Unicode space characters in project metadata description #119

Open wwuck opened 5 months ago

wwuck commented 5 months ago

Description

I am attempting to install flake8-encodings in a poetry project.

My project also uses the following pre-commit hooks:

  - repo: https://github.com/python-poetry/poetry
    rev: 1.8.3
    hooks:
      - id: poetry-lock
        args:
          - --no-update
      - id: poetry-check
        args:
          - --lock
  - repo: https://github.com/sirosen/texthooks
    rev: 0.6.6
    hooks:
      - id: alphabetize-codeowners
      - id: fix-smartquotes
      - id: fix-spaces
      - id: fix-ligatures
      - id: forbid-bidi-controls

When I install flake8-encodings into my poetry project, the poetry-lock pre-commit hook will add domdf-python-tools as a dependency in the poetry.lock lockfile. The problem appears at the next hook when fix-spaces is run and it detects some utf-8 "EN SPACE" (U+2002) characters in the project description and replaces them with standard ascii space (U+0020) characters.

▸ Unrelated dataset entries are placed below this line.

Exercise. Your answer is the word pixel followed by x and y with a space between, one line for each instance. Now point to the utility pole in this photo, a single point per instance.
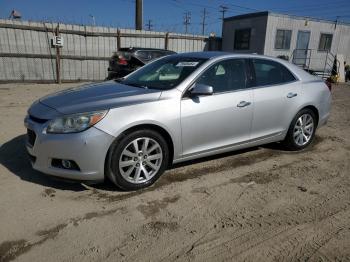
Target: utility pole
pixel 187 20
pixel 138 14
pixel 149 25
pixel 223 11
pixel 203 20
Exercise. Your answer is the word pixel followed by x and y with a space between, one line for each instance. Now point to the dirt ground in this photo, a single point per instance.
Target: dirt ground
pixel 261 204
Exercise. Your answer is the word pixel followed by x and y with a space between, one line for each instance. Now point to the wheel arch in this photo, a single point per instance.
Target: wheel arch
pixel 313 109
pixel 162 131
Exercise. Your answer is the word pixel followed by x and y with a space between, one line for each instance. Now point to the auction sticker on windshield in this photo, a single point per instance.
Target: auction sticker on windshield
pixel 187 64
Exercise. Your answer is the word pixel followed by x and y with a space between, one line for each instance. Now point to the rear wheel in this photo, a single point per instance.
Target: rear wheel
pixel 301 131
pixel 137 159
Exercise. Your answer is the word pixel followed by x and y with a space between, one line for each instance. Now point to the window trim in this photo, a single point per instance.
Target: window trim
pixel 235 38
pixel 290 40
pixel 248 74
pixel 319 42
pixel 253 76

This prevents pre-commit from passing because on the next commit attempt, poetry-lock will detect changes in the lockfile and re-create the lockfile from pypi metadata and bringing back the utf-8 space characters.

Steps to Reproduce

  1. Install domdf-python-tools into a poetry project so the package description appears in poetry.lock.
  2. Run the https://github.com/sirosen/texthooks?tab=readme-ov-file#fix-spaces pre-commit hook.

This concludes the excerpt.